La contemplo consumirse. Antes solía ser un cilindro hecho de petróleo. Una vela, como lo dicen los mortales, los que respiran cada vez que lo necesitan, y eso es aproximadamente cada segundo. Yo no respiro, para qué hacerlo si respirar es como irse muriendo cada vez que uno le arranca a los pulmones un esfuerzo más. Rogarle que se muevan, que se expandan como si fueran partículas de un atomizador inerte.
La vela toma la forma de la gravedad. Se va apachurrando en la base que la sostenía cuando era una hermosa figura con silueta de angel. Ese ser desapareció junto con el calor que de su cabeza emanaba. Era irónico como su cara de felicidad se iba perdiendo lentamente en gruesas gotas que terminaban en el plato amarillo ese que me dio la tía Lena cuando le fui a pedir uno. Y no se lo pedí por gusto, sino porque sentí los golpes y los insultos de la vieja loca esa que me cuida cuando se enterara que su mesita de la sala estaba llena de cera pegada, seca, terminada, dejando una mancha que no saldría más que con una barnizada más. Es chistoso también cómo hacemos tantas cosas en este mundo, actividades comunes, solamente para evitar los castigos. Cuántas veces en realidad hacemos cosas por verdadero gusto. Ni siquiera tenemos seguridad de lo que gusto significa.

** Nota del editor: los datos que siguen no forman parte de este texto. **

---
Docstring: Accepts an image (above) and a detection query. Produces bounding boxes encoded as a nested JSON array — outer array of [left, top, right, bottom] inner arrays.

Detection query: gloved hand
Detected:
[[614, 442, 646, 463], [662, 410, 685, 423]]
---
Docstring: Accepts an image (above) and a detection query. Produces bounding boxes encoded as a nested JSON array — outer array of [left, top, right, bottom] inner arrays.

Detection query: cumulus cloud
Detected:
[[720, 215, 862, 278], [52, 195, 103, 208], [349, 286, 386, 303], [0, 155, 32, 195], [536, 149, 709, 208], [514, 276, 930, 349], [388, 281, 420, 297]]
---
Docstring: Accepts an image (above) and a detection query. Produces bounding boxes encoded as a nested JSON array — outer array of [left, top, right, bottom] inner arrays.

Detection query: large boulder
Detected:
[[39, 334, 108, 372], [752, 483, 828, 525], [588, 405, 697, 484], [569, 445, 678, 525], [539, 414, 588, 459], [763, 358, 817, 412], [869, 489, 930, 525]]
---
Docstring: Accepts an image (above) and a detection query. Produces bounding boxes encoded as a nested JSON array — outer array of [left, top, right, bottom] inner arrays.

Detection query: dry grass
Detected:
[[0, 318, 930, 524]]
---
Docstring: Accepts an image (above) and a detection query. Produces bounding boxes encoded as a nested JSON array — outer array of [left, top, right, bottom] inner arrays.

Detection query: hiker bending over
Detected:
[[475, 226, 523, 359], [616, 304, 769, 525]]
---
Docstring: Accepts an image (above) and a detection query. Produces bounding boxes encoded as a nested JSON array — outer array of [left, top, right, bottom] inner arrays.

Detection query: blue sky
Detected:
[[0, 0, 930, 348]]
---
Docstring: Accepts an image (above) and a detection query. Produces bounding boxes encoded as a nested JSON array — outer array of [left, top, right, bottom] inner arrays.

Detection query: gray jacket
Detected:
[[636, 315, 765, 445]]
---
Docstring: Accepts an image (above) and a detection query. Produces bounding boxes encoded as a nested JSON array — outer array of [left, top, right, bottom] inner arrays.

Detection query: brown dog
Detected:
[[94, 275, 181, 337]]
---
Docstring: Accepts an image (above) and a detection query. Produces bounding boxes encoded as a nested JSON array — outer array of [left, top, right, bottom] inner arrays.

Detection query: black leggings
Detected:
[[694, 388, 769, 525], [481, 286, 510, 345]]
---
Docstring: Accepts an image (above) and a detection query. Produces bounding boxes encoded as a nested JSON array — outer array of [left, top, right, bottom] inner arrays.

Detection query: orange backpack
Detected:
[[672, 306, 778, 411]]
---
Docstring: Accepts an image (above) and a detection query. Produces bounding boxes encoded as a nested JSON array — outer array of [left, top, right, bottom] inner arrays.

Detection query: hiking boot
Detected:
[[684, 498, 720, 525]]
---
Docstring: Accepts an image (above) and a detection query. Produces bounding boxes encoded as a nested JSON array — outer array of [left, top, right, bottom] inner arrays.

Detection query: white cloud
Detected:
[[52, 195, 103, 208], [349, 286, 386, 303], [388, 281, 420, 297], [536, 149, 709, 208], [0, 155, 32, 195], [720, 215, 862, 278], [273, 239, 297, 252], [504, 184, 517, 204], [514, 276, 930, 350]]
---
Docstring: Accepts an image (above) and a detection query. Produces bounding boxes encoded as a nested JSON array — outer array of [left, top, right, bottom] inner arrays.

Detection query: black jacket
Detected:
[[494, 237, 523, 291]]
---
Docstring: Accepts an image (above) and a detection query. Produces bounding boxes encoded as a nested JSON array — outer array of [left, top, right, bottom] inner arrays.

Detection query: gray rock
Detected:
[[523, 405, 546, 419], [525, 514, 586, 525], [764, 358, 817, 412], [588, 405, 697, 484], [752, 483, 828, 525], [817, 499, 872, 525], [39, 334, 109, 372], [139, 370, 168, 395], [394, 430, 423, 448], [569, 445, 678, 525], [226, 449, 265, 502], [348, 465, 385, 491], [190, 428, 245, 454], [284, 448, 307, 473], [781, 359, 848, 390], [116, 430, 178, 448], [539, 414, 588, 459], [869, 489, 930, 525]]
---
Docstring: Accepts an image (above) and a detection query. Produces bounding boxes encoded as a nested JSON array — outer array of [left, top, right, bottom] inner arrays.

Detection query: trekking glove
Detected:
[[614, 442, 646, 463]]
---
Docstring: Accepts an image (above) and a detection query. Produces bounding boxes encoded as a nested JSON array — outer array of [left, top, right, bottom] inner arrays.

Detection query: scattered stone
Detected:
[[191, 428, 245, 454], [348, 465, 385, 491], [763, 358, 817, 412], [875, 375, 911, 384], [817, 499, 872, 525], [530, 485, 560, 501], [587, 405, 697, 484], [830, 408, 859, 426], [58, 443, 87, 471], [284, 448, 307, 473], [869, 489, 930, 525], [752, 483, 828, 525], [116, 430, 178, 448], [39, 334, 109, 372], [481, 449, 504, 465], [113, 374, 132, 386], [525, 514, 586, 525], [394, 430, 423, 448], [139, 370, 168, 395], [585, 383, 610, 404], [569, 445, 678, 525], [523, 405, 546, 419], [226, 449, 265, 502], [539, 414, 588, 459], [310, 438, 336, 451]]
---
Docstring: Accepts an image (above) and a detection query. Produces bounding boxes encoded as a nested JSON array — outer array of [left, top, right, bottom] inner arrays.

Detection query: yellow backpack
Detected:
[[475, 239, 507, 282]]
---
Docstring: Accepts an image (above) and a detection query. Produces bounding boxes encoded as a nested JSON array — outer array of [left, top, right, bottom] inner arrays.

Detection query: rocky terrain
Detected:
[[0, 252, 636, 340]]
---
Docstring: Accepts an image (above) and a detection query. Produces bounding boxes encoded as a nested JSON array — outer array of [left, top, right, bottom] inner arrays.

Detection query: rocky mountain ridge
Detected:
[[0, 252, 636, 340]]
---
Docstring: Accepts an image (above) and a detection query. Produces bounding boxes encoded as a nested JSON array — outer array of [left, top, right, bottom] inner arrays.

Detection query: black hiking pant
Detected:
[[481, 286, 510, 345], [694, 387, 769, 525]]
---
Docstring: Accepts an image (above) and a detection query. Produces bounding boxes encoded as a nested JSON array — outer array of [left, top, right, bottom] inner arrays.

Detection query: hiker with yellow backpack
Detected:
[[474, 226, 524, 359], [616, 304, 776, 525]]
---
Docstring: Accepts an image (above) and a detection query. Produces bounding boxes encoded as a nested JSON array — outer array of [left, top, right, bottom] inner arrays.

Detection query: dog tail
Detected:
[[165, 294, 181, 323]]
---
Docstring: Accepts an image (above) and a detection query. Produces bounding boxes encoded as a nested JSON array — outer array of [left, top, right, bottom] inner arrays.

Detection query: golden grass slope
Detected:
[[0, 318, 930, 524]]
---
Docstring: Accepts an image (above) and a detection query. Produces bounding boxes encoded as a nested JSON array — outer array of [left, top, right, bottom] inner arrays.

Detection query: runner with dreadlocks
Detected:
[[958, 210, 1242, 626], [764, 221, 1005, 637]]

Gustos, gustos, gustos. Gusto por gustar. Me gustas. Me gustas, no me gustas. Siento que tal vez el gusto pueda ser parte de nuestra propia esencia de esa que no existe. La que inventamos junto con otro millar de cosas, sentimientos y sensaciones para hacernos más llevadera esta experiencia que apenas comenzamos a entender levemente.
La vela ha desaparecido. Es ahora un charco color marfil en el plato. Se convertirá después.